Reputation: 697
Currently I am porting an existing C# Windows 8 / iOS app to Android (with Xamarin).
I used a lot of async/await for file IO, dialogs, network, etc…
What happens when the app is paused/suspended during an await call? Under Windows and iOS there are two possibilities:
In both cases, there is no memoy leak, there are no changes in control flow.

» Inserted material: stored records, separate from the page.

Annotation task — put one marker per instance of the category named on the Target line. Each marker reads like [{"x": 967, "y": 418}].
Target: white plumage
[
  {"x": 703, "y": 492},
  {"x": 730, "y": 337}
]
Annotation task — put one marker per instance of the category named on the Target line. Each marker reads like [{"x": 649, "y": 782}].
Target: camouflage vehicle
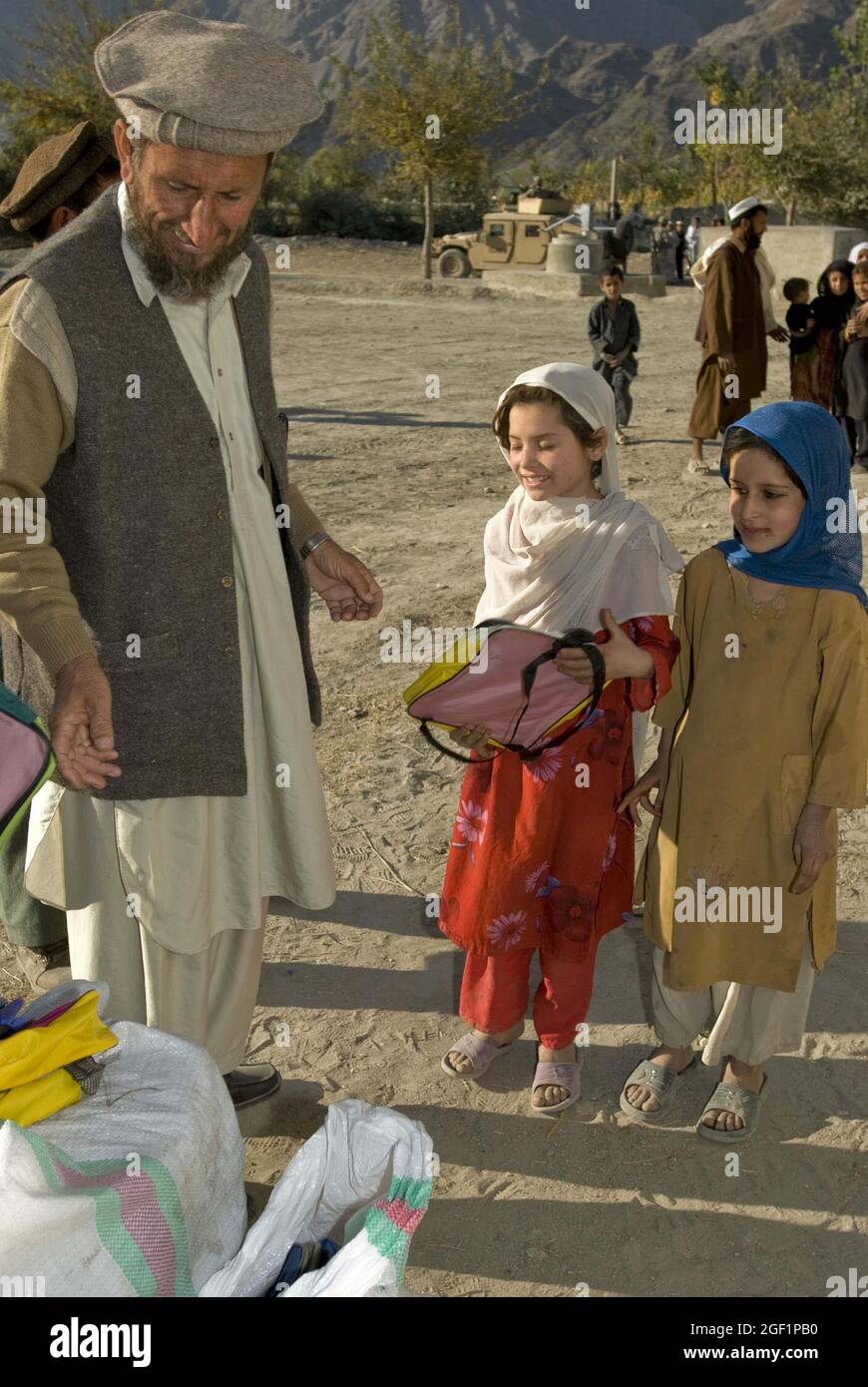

However, under Android, an Activity can be destroyed and recreated while the process stays alive. In my understanding of async/await this means:
Are my assumtions true? If yes, what can be done? (without making the program as complicated as before of the invention of async/await)
Upvotes: 6
Views: 3440
Reputation: 2308
An Android Activity is guaranteed to call OnPause before the activity is deactivated/destroyed and OnResume when it starts up (see http://developer.android.com/training/basics/activity-lifecycle/index.html).
How about if you had a CancellationTokenSource available from your Activity. Then in OnPause you can call Cancel and then use:
try
{
// Your async code
...
}
catch (OperationCancelledException e)
{
}
See also http://msdn.microsoft.com/en-us/library/jj155759.aspx for cancelling async tasks.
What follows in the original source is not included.